Following a grim year in which the industry was hit severely by the global economic downturn, business aviation players now have reason to hope.
Private charters are up and airframers expect solid growth in Asia, looking to China as the main driver of that surge.
AsBAA has observed a 30% growth in charter sales among its members compared with 2009, says Woods. While he acknowledges that the growth was from a low base, the reversal in the industry is encouraging, he adds.
Airframers, excited by the business potential offered by Asia, are striving to boost their resources in the region.
Gulfstream has based more than $48 million in inventory in Beijing, Hong Kong and Singapore, on top of setting up a Beijing-based maintenance support team and appointing new personnel in the region.
"In the last year, we've doubled our parts and materials inventory in Asia," says Gulfstream Product Support president Mark Burns.
The Gulfstream in-service fleet in Asia had grown to 113 aircraft by the end of 2009, from 84 in 2008 and 37 in 2005, says Gulfstream's vice-president for international sales Roger Sperry.
The manufacturer also recently delivered its first aircraft - a G450 - to China's Minsheng Financial Leasing and plans to work further with the leasing company.
"We are very bullish about the Asian business aviation market, and we feel we are still in the early stages of developing this market," says Sperry.
Hawker Beechcraft, which already offers its customers authorised service centres in Hong Kong, Shanghai and Singapore, hopes to have one up and running in Beijing within the next 12 months, says its president for Asia Pacific, Justin Lee Firestone.

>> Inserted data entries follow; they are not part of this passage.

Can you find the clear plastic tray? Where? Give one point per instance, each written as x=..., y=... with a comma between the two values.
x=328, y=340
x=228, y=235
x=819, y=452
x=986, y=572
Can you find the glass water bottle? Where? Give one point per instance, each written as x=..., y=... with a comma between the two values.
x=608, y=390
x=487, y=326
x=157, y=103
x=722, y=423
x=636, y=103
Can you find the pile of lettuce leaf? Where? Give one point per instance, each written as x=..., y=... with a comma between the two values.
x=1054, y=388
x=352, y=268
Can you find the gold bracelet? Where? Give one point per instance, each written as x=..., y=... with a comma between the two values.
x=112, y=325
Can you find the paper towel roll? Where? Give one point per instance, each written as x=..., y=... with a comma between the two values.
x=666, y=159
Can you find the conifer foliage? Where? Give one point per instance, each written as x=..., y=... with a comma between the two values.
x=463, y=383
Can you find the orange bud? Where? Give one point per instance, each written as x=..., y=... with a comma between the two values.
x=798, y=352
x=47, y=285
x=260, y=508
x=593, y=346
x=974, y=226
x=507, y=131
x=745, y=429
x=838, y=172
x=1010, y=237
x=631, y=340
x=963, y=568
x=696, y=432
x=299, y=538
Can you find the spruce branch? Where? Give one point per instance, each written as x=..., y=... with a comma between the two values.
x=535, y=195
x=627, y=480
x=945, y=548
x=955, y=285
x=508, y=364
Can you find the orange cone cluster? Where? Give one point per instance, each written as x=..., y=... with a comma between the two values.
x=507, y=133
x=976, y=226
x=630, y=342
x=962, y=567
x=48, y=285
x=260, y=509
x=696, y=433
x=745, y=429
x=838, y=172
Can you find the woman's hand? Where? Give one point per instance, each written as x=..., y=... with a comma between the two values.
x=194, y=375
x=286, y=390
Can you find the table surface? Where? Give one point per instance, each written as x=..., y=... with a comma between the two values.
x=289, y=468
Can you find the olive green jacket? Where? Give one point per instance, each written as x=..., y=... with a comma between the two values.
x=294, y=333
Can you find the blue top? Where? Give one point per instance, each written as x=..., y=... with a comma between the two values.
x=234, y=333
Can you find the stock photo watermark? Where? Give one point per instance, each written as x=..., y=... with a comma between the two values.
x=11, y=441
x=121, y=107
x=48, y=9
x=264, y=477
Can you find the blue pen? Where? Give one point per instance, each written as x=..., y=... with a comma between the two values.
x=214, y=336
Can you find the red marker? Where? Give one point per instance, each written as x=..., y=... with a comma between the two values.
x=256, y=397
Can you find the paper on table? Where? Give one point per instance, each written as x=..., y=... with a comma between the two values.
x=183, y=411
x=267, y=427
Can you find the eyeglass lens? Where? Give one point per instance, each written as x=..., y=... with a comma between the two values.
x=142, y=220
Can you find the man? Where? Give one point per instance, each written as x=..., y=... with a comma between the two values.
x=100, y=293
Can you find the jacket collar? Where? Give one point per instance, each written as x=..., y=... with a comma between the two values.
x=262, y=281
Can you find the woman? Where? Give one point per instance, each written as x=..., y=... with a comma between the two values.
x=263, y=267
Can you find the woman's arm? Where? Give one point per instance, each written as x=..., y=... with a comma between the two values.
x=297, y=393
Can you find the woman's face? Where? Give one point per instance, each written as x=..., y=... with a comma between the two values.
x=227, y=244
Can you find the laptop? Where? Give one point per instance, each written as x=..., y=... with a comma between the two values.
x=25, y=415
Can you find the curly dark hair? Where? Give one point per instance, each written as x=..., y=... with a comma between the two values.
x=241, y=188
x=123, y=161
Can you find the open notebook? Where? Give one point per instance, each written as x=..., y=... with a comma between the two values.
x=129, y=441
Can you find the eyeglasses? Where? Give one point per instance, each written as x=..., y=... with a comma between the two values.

The manufacturer will station four aircraft in the region as part of a programme to bring aircraft closer to potential customers.
"Typically, our aircraft will fly back to the USA after a show, but we are keeping four aircraft here and they will move around the region," says Firestone.
Airframers are also optimistic about growth in other parts of Asia. Indonesia, Japan, Malaysia, Thailand and Vietnam are bright spots, says Cessna's director for international sales Todd Duhnke.
Dassault Falcon's vice-president for international sales Jean Michel Jacob expects to grow its fleet of five aircraft in China to seven by the end of June and expects to deliver a Falcon 2000 in the Philippines soon.
Airbus forecasts it will deliver five large corporate jets a year in Asia Pacific, mostly in China.
With aircraft sales expected to increase, charter, management and aviation services companies are hoping to ride the wave.
Hong Kong-based TAG Aviation Asia, which manages 13 aircraft, wants to increase this to 20 by year-end, says director of business development Jolie Howard, adding that TAG saw fast recovery in the second half of 2009.
Private aviation services provider ASA Group expects to enter the aircraft management business this month with a Bombardier Global Express XRS belonging to a client in Singapore, says chief executive Simon Wagstaff.
"We are still bullish about Asia. It is the land of opportunities," Wagstaff adds.
Despite the rosy outlook, business aviation players say challenges still exist in Asia, compared with the USA and Europe.
For one, landing approvals take too long to secure in some countries and operating costs are much higher compared with other parts of the world.
The fees associated with a business charter flight can be 50-100% more expensive than elsewhere, says TAG's Howard.
Industry players are also frustrated by the onerous process of getting approval for flights.
For example, the Chinese authorities treat Hong Kong and Macau-registered aircraft as non-Chinese when considering landing permissions, says Hawker Beechcraft's Firestone, so flights operated with such aircraft pay higher fees and require more time to apply for landing rights, he says. "That needs to change," he adds.
A shortage of airports and pilots in developing markets are also a hurdle, says Embraer China's president Guan Dong Yuan.
In Japan, industry players are faced with a shortage of landing slots at busy airports and restrictions on business charter flights.
The challenges in the region, say companies, are borne out of a cultural stigma that is attached to business aircraft in Asia. "Some think: 'these people are rich, they can afford the fees'. Some resent the fact that others can own business jets. They make it awkward for you," says ASA's Wagstaff.
Firestone believes business aircraft are viewed in Asia as a "high-end" luxury product.
"This is not a toy or a definition of wealth. This is a business tool," he says. "However, many people still do not want the scrutiny associated with a private jet."